- GDP (PPP):
- $1.3 billion
- 2.0% growth
- 0.9% 5-year compound annual growth
- $11,956 per capita
- Inflation (CPI):
- FDI Inflow:
Saint Vincent and the Grenadines’ economic freedom score is 66.8, making its economy the 59th freest in the 2020 Index. Its overall score has increased by 1.0 point due to a higher property rights score. Saint Vincent and the Grenadines is ranked 10th among 32 countries in the Americas region, and its overall score is well above the regional and world averages.
The economy of Saint Vincent and the Grenadines has been considered moderately free ever since its first grading in the Index in 2009. GDP growth for the past five years has been tepid.
Many fundamentals for greater economic freedom, such as flexible regulations, an efficient legal system that secures private property, and macroeconomic stability, are in place. Greater access to private financing and more openness to trade and international investment would improve the business climate as well as those Index indicators. Establishment of a specialized national anticorruption agency would improve government integrity.
Situated in the Windward Islands of the Lesser Antilles, Saint Vincent and the Grenadines gained full independence from the United Kingdom as a parliamentary democracy in 1979. Prime Minister Ralph Gonsalves of the leftist Unity Labour Party, in office since 2001 and reelected to a fourth five-year term in 2015, was one of the few Western Hemisphere leaders to maintain support in 2019 for the government of Nicolás Maduro in Venezuela. Agriculture and tourism employ a significant portion of the workforce. Although the economy remains vulnerable to global price fluctuations and natural disasters, it has grown modestly in recent years as a result of renewed growth in construction and increased tourist arrivals at the country’s new international airport.

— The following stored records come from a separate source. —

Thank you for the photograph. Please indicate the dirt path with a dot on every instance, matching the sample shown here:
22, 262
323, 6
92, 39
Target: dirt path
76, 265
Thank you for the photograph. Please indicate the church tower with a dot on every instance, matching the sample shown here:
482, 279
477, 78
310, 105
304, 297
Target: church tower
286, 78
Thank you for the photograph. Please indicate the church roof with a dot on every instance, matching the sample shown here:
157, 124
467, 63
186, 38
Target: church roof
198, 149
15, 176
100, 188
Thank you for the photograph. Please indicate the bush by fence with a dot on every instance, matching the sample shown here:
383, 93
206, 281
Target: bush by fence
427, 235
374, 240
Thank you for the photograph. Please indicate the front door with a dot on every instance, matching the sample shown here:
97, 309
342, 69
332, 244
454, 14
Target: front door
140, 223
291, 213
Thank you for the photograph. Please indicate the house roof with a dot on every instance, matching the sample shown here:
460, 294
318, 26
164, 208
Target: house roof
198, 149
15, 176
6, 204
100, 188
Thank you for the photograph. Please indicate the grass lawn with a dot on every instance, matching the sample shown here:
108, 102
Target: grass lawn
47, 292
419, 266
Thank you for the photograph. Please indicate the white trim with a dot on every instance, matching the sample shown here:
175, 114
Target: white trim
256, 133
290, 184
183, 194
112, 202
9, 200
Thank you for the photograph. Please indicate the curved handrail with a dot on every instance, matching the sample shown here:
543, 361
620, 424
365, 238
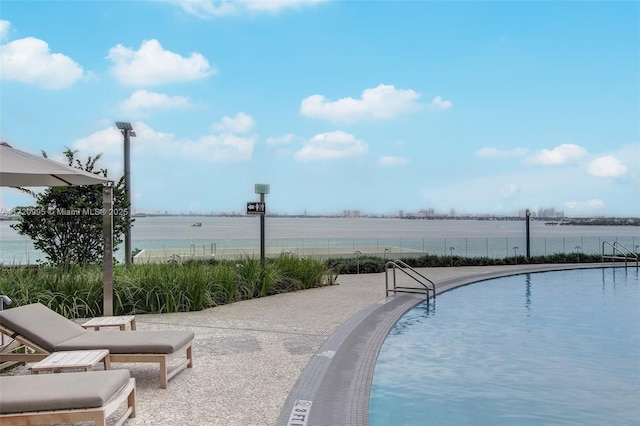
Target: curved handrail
619, 251
399, 264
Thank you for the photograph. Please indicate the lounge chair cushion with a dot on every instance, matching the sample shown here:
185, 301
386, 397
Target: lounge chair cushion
44, 327
43, 392
129, 342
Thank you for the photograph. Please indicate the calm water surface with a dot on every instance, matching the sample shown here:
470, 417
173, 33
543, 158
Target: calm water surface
176, 232
556, 348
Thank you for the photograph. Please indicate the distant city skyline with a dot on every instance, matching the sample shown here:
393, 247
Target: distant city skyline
381, 106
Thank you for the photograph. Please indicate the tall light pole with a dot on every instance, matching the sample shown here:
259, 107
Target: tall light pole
127, 132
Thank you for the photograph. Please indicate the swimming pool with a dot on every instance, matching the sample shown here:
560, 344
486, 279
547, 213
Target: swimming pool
542, 348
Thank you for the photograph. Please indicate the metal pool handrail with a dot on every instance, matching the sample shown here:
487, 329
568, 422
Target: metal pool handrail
411, 273
624, 252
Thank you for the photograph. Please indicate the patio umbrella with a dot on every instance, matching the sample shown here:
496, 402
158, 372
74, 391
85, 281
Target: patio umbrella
21, 169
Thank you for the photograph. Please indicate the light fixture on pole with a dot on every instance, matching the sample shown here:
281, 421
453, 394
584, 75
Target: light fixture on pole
127, 132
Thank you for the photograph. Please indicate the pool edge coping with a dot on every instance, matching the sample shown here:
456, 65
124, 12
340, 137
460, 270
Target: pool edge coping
336, 384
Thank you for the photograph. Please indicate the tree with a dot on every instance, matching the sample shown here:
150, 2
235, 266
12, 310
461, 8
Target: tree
66, 222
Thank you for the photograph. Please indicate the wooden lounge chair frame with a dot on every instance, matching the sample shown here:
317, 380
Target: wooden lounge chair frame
98, 415
26, 350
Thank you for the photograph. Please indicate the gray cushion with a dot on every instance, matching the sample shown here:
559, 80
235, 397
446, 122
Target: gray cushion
40, 324
64, 391
129, 342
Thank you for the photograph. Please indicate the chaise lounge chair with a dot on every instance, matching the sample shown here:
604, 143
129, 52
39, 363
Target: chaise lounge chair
45, 331
66, 398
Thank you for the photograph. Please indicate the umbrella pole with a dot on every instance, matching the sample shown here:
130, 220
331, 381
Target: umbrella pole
107, 265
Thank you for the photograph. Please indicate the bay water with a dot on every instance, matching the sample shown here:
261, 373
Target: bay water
375, 236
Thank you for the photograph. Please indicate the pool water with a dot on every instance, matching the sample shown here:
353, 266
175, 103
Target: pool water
550, 348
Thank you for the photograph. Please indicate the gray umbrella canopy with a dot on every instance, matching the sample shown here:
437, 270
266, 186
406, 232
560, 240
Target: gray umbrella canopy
19, 168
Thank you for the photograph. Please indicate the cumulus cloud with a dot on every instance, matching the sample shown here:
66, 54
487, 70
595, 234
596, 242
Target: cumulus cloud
440, 103
594, 203
331, 145
392, 161
30, 61
224, 147
490, 152
152, 65
381, 102
281, 140
213, 8
607, 166
143, 100
4, 28
241, 123
562, 154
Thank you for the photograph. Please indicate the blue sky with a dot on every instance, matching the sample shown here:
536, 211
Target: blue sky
377, 106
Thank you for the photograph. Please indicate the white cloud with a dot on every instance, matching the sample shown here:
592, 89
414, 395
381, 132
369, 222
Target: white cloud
562, 154
592, 204
30, 61
382, 102
392, 161
607, 166
281, 140
490, 152
213, 8
241, 123
142, 100
152, 65
4, 28
440, 103
150, 143
331, 145
221, 148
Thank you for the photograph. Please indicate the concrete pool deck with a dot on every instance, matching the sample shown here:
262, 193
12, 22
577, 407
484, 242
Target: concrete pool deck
254, 359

Although the World Bank’s 2019 Doing Business report ranks St. Vincent and the Grenadines very low in terms of ease of property registration, the relatively independent and efficient judicial system, based on English common law, protects property rights and enforces contracts. Judicial effectiveness is hampered by a lack of resources. The rule of law is stronger and corruption is less pervasive than in some neighboring countries.
The top personal income tax rate is 30 percent, and the corporate tax rate is 33 percent. Other taxes include property and value-added taxes. The overall tax burden equals 27.8 percent of total domestic income. Government spending has amounted to 29.6 percent of the country’s output (GDP) over the past three years, and budget deficits have averaged 0.4 percent of GDP. Public debt is equivalent to 73.1 percent of GDP.

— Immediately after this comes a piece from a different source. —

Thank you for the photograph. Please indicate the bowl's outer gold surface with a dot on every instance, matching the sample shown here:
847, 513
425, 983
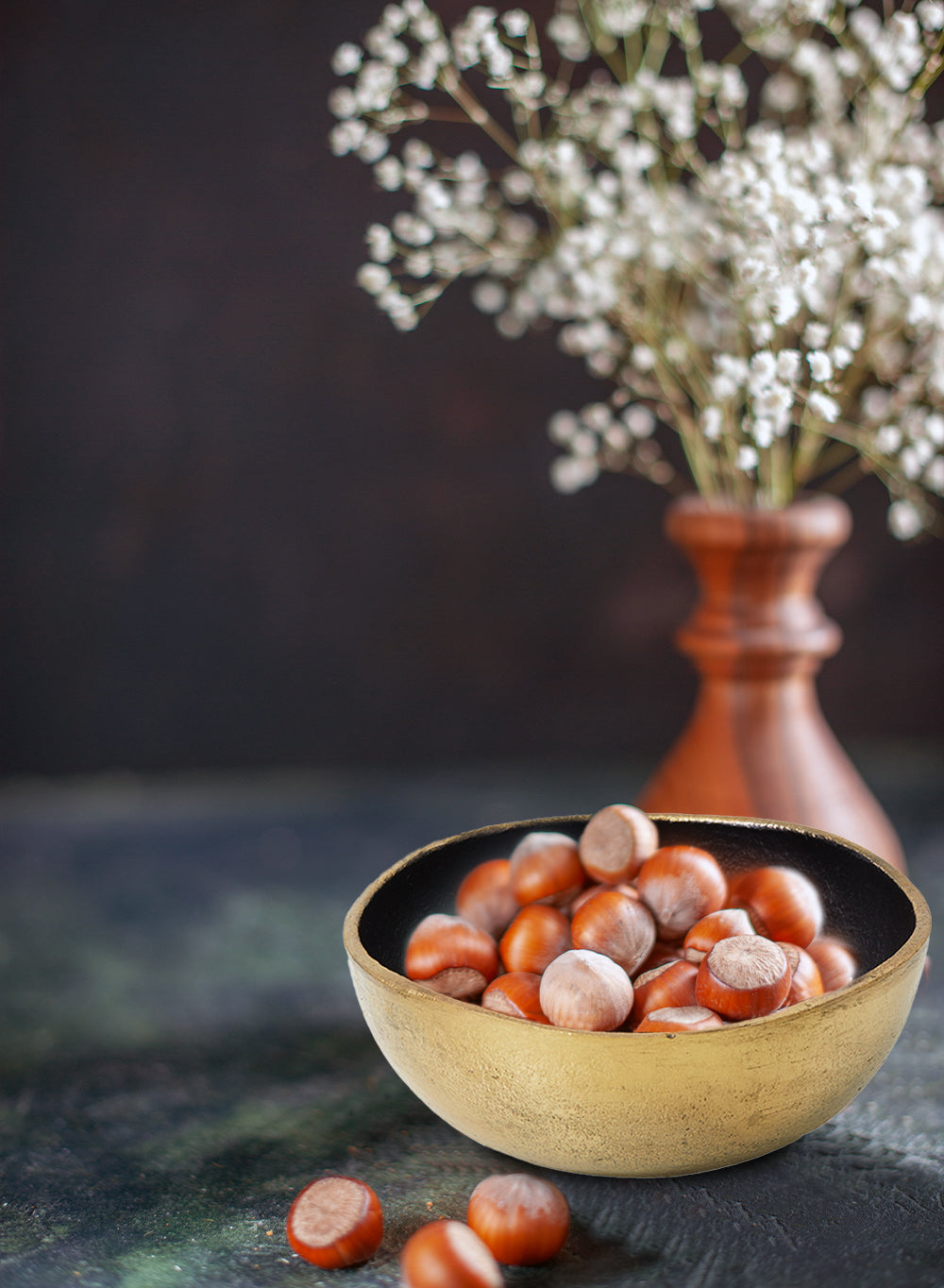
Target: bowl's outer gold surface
628, 1104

Policies and laws in the areas of tax, labor, environment, health, and safety are clearly defined and foster competition. Accounting, legal, and regulatory procedures are generally transparent. Much of the labor force is employed in agriculture or tourism. The nonsalary cost of employing a worker is moderate. Reducing subsidies and transfers to state-owned enterprises could save more than 3 percent of GDP.

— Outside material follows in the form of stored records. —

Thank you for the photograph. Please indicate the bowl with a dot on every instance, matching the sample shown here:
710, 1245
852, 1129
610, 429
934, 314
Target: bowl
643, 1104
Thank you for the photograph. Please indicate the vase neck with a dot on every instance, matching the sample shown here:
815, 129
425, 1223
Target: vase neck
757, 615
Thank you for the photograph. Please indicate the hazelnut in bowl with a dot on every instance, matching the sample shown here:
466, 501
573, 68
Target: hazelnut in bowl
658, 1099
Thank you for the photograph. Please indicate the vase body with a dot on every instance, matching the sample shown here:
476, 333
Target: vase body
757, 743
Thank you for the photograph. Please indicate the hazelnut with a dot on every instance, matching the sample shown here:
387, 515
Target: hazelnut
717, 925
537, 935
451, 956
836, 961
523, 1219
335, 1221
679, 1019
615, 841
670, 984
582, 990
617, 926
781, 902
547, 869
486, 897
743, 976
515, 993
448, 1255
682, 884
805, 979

The total value of exports and imports of goods and services equals 90.5 percent of GDP. The average applied tariff rate is 8.9 percent, and onerous nontariff barriers further constrain the freedom to trade. Investment-related regulations are complex and nontransparent, thwarting the prospects for attracting new investment. The financial system is dominated by banking. Credit to the private sector has been expanding slowly.